逃跑不成,他只能无助地大喊:“我什么都不知道程少爷!我真的什么都不知道,是李三接的活儿!我只是负责望风!求程少爷饶了我,我再也不敢了!”
他说的是实话,他就是个给李三打下手的,和客户接触是其他人的工作,他只负责拿钱办事儿就行了,对幕后指使的人一概不知。
程妄言闻言踩着台阶的脚步一停,侧身看了看他,挑眉笑道:“放心,冤枉不了你。

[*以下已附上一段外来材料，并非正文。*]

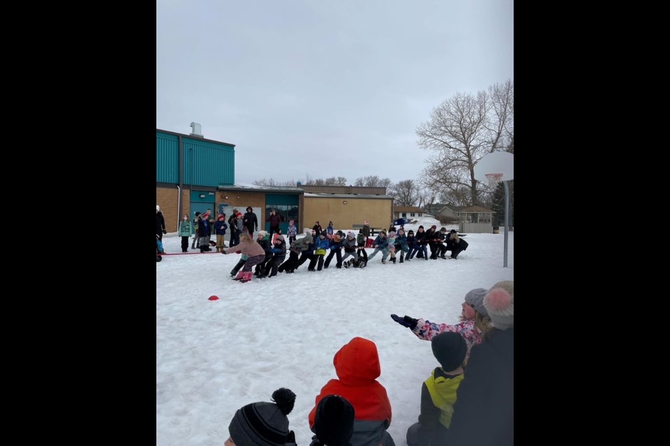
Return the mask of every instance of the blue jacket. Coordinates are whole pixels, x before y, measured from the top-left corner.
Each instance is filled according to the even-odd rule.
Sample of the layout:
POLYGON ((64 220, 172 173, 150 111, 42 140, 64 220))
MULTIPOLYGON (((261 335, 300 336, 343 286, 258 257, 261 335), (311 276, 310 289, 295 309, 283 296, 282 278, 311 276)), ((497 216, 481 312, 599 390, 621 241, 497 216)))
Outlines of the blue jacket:
POLYGON ((225 224, 225 220, 216 220, 214 223, 214 231, 217 236, 225 236, 225 230, 228 229, 228 225, 225 224))

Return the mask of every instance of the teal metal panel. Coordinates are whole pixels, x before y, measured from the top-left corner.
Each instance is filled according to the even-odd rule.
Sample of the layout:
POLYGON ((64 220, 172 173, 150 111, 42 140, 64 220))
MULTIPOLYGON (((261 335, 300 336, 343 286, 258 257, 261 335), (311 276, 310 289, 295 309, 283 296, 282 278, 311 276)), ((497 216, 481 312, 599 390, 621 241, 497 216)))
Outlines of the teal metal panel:
POLYGON ((174 134, 156 132, 156 180, 179 183, 179 141, 174 134))
POLYGON ((199 186, 232 185, 235 182, 234 146, 183 138, 184 182, 199 186))
MULTIPOLYGON (((209 203, 213 204, 216 201, 216 192, 209 190, 191 190, 191 203, 209 203)), ((198 209, 198 210, 200 210, 198 209)), ((211 207, 214 212, 214 208, 211 207)))

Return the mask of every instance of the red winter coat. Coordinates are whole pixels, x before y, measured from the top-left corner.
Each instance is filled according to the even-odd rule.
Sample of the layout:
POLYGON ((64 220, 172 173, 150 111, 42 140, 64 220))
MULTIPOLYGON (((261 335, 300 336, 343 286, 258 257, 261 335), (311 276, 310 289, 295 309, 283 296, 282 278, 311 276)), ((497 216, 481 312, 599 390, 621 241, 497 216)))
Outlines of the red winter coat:
MULTIPOLYGON (((377 346, 368 339, 355 337, 335 353, 333 364, 339 379, 328 381, 317 395, 308 417, 310 429, 314 425, 319 401, 326 395, 334 394, 343 397, 354 407, 355 437, 357 432, 363 434, 360 431, 364 429, 368 431, 366 436, 369 436, 372 432, 368 429, 372 425, 376 426, 376 435, 380 435, 381 431, 391 424, 391 402, 386 389, 376 380, 381 373, 377 346)), ((354 440, 352 437, 352 444, 354 440)))

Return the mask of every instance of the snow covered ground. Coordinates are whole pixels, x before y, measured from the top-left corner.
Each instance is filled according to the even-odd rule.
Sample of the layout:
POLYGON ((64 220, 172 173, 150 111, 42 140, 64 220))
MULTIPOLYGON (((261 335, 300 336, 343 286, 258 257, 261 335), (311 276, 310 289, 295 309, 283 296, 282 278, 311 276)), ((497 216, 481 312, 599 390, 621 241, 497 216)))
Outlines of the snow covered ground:
MULTIPOLYGON (((416 232, 419 224, 441 227, 420 219, 405 231, 416 232)), ((308 272, 305 263, 294 274, 244 284, 229 275, 238 254, 164 256, 156 265, 156 445, 220 446, 238 408, 270 401, 281 387, 297 395, 290 428, 298 445, 308 445, 314 399, 336 378, 334 355, 356 336, 377 344, 378 380, 393 408, 389 432, 405 445, 419 415, 422 383, 438 364, 430 343, 389 315, 456 323, 468 291, 514 279, 514 233, 507 268, 502 233, 467 235, 470 245, 457 260, 382 265, 380 254, 365 268, 338 270, 334 258, 321 272, 308 272), (213 295, 219 300, 209 300, 213 295)), ((167 253, 181 251, 176 233, 163 244, 167 253)))

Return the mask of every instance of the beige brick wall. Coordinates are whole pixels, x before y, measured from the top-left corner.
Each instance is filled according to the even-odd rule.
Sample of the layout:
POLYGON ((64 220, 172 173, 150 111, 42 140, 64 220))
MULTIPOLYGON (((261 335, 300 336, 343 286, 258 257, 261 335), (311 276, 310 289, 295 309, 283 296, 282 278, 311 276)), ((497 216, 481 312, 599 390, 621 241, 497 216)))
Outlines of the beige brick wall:
POLYGON ((311 228, 318 220, 325 229, 332 220, 335 229, 348 229, 368 220, 371 227, 385 229, 391 224, 391 199, 306 197, 304 225, 311 228))
POLYGON ((161 206, 161 210, 165 218, 165 230, 168 232, 177 232, 177 221, 179 217, 177 215, 179 206, 178 194, 177 187, 156 188, 156 203, 161 206))

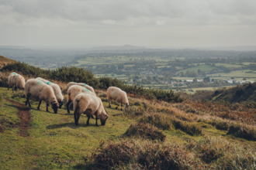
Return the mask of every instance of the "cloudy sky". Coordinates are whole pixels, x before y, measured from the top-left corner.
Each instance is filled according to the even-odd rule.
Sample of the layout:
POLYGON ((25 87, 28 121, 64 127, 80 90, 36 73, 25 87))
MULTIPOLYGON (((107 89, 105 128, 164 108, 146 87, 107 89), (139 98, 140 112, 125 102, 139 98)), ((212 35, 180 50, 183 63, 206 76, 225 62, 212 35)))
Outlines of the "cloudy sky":
POLYGON ((255 0, 0 0, 0 45, 256 46, 255 0))

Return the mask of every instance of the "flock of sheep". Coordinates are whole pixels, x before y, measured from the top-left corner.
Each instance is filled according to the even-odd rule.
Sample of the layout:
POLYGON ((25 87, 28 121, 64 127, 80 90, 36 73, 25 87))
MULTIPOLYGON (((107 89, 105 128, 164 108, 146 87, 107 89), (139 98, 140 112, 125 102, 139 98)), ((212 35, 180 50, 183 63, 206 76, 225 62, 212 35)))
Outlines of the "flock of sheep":
MULTIPOLYGON (((37 109, 40 110, 42 100, 47 103, 47 111, 48 107, 54 110, 54 113, 57 113, 57 109, 61 108, 64 102, 64 97, 60 87, 50 82, 45 79, 37 77, 36 79, 29 79, 25 83, 25 79, 20 74, 12 73, 8 77, 8 83, 9 90, 10 87, 12 90, 17 88, 25 90, 26 96, 26 105, 29 103, 29 98, 32 97, 39 100, 37 109)), ((81 114, 86 114, 88 117, 87 125, 89 124, 90 117, 95 116, 96 126, 98 126, 98 119, 100 120, 102 125, 105 125, 106 120, 109 116, 106 114, 102 100, 96 96, 92 87, 83 83, 70 82, 67 84, 67 110, 70 113, 69 105, 73 102, 74 104, 74 123, 78 126, 78 120, 81 114)), ((109 99, 109 107, 111 107, 111 101, 116 100, 119 104, 124 105, 124 108, 129 107, 127 94, 125 91, 116 87, 109 87, 107 90, 107 97, 109 99)))

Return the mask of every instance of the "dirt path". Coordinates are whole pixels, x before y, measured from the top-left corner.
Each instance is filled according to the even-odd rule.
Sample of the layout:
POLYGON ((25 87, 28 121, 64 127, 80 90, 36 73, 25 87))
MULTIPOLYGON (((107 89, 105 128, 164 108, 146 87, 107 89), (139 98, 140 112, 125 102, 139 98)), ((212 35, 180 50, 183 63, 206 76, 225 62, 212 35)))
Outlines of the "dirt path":
POLYGON ((27 130, 29 128, 30 126, 30 114, 29 114, 29 108, 25 106, 24 104, 19 104, 18 102, 10 100, 9 99, 4 98, 5 100, 8 100, 9 102, 14 104, 17 106, 19 109, 18 116, 20 118, 21 123, 19 125, 19 135, 22 137, 29 136, 29 133, 27 130))

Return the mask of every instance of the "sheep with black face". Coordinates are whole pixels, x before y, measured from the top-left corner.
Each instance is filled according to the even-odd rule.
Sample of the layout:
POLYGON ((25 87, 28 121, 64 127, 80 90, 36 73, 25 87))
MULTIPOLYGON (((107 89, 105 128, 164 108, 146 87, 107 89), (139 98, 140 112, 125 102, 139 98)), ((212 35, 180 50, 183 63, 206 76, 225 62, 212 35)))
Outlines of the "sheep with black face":
POLYGON ((40 110, 41 102, 43 100, 47 103, 47 111, 49 111, 48 107, 50 105, 54 110, 54 114, 57 113, 59 104, 53 88, 49 85, 36 79, 29 79, 25 83, 25 94, 26 96, 26 106, 29 104, 29 106, 31 107, 29 103, 29 97, 31 97, 39 100, 38 110, 40 110))
POLYGON ((89 85, 86 84, 86 83, 75 83, 75 82, 69 82, 67 84, 67 89, 68 90, 69 87, 71 87, 71 86, 73 85, 78 85, 78 86, 81 86, 81 87, 85 87, 86 89, 89 90, 90 91, 92 91, 92 93, 95 94, 94 89, 92 87, 90 87, 89 85))
POLYGON ((59 85, 54 83, 50 81, 48 81, 45 79, 40 78, 40 77, 37 77, 36 79, 43 81, 44 83, 48 84, 49 86, 50 86, 53 88, 55 97, 59 103, 59 108, 61 109, 61 106, 63 105, 64 97, 62 95, 61 90, 59 85))
POLYGON ((98 126, 98 118, 100 119, 102 125, 106 124, 109 116, 106 113, 102 100, 89 94, 79 94, 74 99, 74 118, 75 125, 78 126, 81 114, 86 114, 87 125, 89 125, 91 115, 94 114, 98 126))
POLYGON ((121 104, 121 110, 122 110, 122 104, 124 105, 124 109, 129 107, 129 101, 126 92, 123 91, 121 89, 116 87, 109 87, 107 90, 107 97, 109 99, 109 107, 111 107, 111 101, 112 100, 116 100, 119 104, 116 107, 117 107, 121 104))
POLYGON ((74 100, 74 97, 79 94, 90 94, 93 96, 96 96, 95 93, 92 93, 89 90, 86 89, 85 87, 83 87, 81 86, 78 85, 73 85, 70 87, 67 90, 67 113, 70 113, 69 110, 69 105, 72 103, 74 100))

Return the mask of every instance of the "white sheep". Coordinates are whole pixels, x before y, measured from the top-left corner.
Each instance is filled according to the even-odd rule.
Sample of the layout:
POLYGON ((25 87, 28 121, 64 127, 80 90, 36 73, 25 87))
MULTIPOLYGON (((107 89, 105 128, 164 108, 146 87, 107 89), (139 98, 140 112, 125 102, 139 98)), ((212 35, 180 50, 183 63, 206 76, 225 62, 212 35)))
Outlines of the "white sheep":
POLYGON ((92 87, 90 87, 89 85, 88 85, 86 83, 84 83, 69 82, 67 84, 67 89, 68 90, 68 88, 71 87, 71 86, 73 86, 73 85, 78 85, 78 86, 84 87, 87 88, 88 90, 89 90, 90 91, 92 91, 93 93, 95 93, 92 87))
POLYGON ((10 89, 10 87, 13 87, 13 83, 12 83, 12 81, 13 81, 13 78, 15 76, 15 75, 18 75, 16 73, 12 73, 9 75, 8 76, 8 84, 9 84, 9 87, 8 87, 8 90, 10 89))
POLYGON ((79 117, 82 114, 87 115, 87 125, 89 125, 90 117, 92 114, 96 117, 96 126, 98 126, 98 118, 100 119, 102 125, 105 125, 106 120, 109 117, 105 111, 102 100, 89 94, 79 94, 74 99, 75 125, 78 126, 79 117))
POLYGON ((74 100, 74 97, 79 94, 90 94, 93 96, 96 96, 96 94, 95 93, 92 93, 92 91, 90 91, 89 90, 88 90, 85 87, 83 87, 81 86, 78 86, 78 85, 73 85, 71 86, 68 90, 67 90, 67 113, 70 113, 69 110, 69 104, 71 104, 72 103, 72 101, 74 100))
POLYGON ((24 90, 25 88, 25 79, 20 74, 15 74, 12 80, 12 90, 16 90, 16 88, 19 90, 24 90))
POLYGON ((59 104, 53 88, 49 85, 36 79, 29 79, 25 83, 25 94, 26 96, 26 106, 29 104, 29 106, 31 107, 29 103, 29 97, 31 97, 39 100, 38 110, 40 110, 41 102, 43 100, 47 103, 47 111, 49 111, 48 106, 50 104, 54 114, 57 114, 59 104))
POLYGON ((129 107, 129 101, 127 98, 126 92, 123 91, 121 89, 116 87, 109 87, 107 90, 107 97, 109 99, 109 107, 111 107, 111 101, 112 100, 116 100, 118 103, 117 107, 121 104, 121 110, 122 110, 122 104, 124 104, 124 109, 126 107, 129 107))
POLYGON ((61 109, 61 106, 63 105, 64 97, 61 94, 61 90, 59 85, 57 85, 56 83, 54 83, 50 81, 48 81, 45 79, 40 78, 40 77, 37 77, 36 79, 39 80, 43 81, 43 83, 45 83, 47 84, 48 84, 49 86, 50 86, 54 89, 56 98, 57 98, 57 101, 59 102, 59 106, 60 106, 59 108, 61 109))

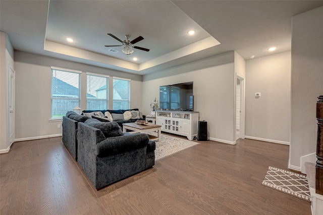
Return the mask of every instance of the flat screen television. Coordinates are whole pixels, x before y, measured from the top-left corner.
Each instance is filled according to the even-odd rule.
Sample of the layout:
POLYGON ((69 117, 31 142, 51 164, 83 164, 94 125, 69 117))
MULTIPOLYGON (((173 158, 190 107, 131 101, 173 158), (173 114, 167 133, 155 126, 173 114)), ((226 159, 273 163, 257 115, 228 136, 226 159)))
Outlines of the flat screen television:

”
说完他冲着大门轻抬下颌。
保镖立马把绑着的几个人推搡进去。
看程妄言不为所动,瘦子又开始满口求饶,哭得眼泪一把鼻涕一把,十分狼狈。
一边哭他一边期盼地环视四周,希望能激起别人的怜悯。
能出入御都弯的,都有点儿背景,只要有人愿意掺合进来,他今天说不定就安全了。
可惜他的想法太过天真。
御都弯是什么地方,那是孟翊凡的场子。
孟翊凡本人都站在了这儿,谁敢上前多管闲事。
就算真的有人上前找孟翊凡,那也是为了生意上的事情,压根不会多看瘦子一眼,最多短暂地关注一秒,很快就收回了视线。
孟翊凡他们惹不起,再加个程妄言和孔慧峰,这已经算是A市的三巨头了,谁活得不耐烦了敢对他们的所作所为发出质疑。
眼睁睁看着一个接着一个上来攀谈的老总连余光都不曾朝这边瞥过来,瘦子的脸色一点点灰败下去,知道这是没人会帮他了。
孟翊凡现在接管了一小半家里的产业,多得是人上来想要和他攀谈,孔慧峰和程妄言却不一样。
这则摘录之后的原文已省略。